How would you describe your level of autonomy in the practice?
Amongst one of the many reasons, I’m pleased to have been given the title of “Clinical Lead” in recognition of the extra responsibility I have taken on since joining High Green Dental Practice. I now handle any complaints we receive and have set myself the challenge of learning how to deal with these effectively and minimise any future complaints.
From an ethical perspective, it quickly became apparent how dedicated Dental Partners is to giving back. In supporting a number of dental charities, including Bridge2Aid and Dentaid, to help address global inequalities in oral health and treatment access, such charity involvement has enabled both myself and the wider practice team to actively fundraise in these communities.
Most recently, we have been encouraged to partake in the 1000 smiles fundraising appeal by Bridge2Aid and Dentaid as part of their ‘Together Dental’ campaign, which involves 1000 practices helping to each raise £100, thus enable greater access to dental care around the world.
Finally, what would you say to anyone who may be wary of working for a corporate?
I too had been extremely wary, almost to the point of looking for a new job. But in my opinion, the reality is that our association has been a fantastically positive move and the opposite to what I was expecting.
When the idea first came about I attended a presentation about Dental Partners’ unusual attitude to corporate dentistry. Neil Lloyd encouraged an open discussion and gave us his email address in case we had any further questions. His insistence on getting to know every practice and being approachable and accessible impressed me and I decided to give the new management a chance.
I have since found that they have exactly the right priorities, which puts excellent dental care first. The ethos is to create “pleasant, diverse and respectful workplaces with a social conscience” which means our practice is a great place to work. While I understand and appreciate not everyone will share my positive experiences, it’s important I share mine. Associates are an important part of the workforce, to the point where they are integral. For me, this is a model that could work.

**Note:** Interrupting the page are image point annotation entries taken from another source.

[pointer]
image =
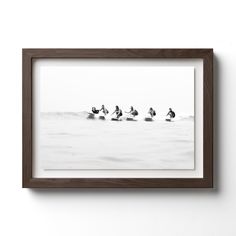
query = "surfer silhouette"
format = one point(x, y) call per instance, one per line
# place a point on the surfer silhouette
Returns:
point(132, 111)
point(118, 112)
point(104, 110)
point(171, 113)
point(152, 112)
point(94, 110)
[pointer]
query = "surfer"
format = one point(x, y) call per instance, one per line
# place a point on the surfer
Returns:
point(118, 112)
point(171, 113)
point(94, 110)
point(132, 112)
point(104, 110)
point(152, 112)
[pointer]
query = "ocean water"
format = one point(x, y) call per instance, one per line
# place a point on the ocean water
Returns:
point(70, 141)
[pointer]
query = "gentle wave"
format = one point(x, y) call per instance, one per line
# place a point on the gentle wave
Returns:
point(85, 114)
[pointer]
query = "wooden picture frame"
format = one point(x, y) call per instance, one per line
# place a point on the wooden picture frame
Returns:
point(29, 181)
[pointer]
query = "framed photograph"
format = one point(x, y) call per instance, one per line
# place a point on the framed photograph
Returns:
point(118, 118)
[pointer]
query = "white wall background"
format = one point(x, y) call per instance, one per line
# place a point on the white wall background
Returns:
point(124, 24)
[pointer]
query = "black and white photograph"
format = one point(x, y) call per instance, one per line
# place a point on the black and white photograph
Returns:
point(116, 115)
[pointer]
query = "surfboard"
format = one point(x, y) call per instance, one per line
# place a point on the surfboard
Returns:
point(101, 117)
point(148, 119)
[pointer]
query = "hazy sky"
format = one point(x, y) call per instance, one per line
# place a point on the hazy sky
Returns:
point(75, 86)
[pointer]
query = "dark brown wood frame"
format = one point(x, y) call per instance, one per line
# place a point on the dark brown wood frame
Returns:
point(205, 182)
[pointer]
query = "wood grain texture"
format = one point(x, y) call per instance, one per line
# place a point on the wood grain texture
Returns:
point(30, 182)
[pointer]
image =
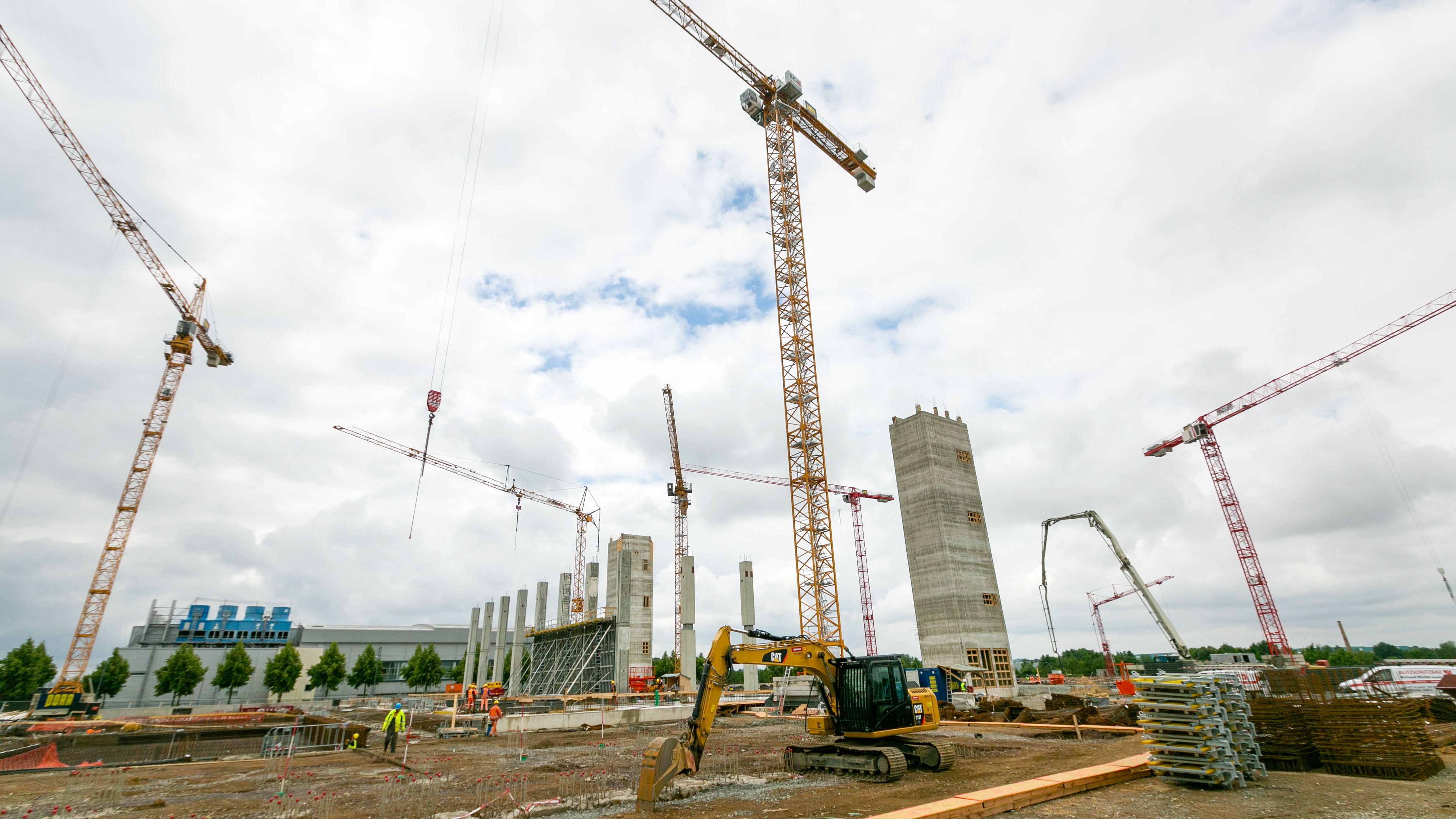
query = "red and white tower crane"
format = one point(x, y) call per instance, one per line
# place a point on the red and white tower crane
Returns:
point(1202, 431)
point(852, 497)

Finally, I think it’s important for other associates to understand just how surprisingly refreshing it has been to work within a practice recently taken over by a corporate. Our CEO, Neil Lloyd, hasn’t just been involved in the acquisition of the practice, he has made it his business to be proactive within the practice, encouraging charitable opportunities and developing staff skills, and that for me is one of the key differences between Dental Partners and the average corporate.
Gemma qualified from Sheffield in 2009. She has a particular passion for cosmetic and paediatric (children’s) dentistry and is an honorary clinical tutor for the outreach students in association for The University of Sheffield and a FD trainer.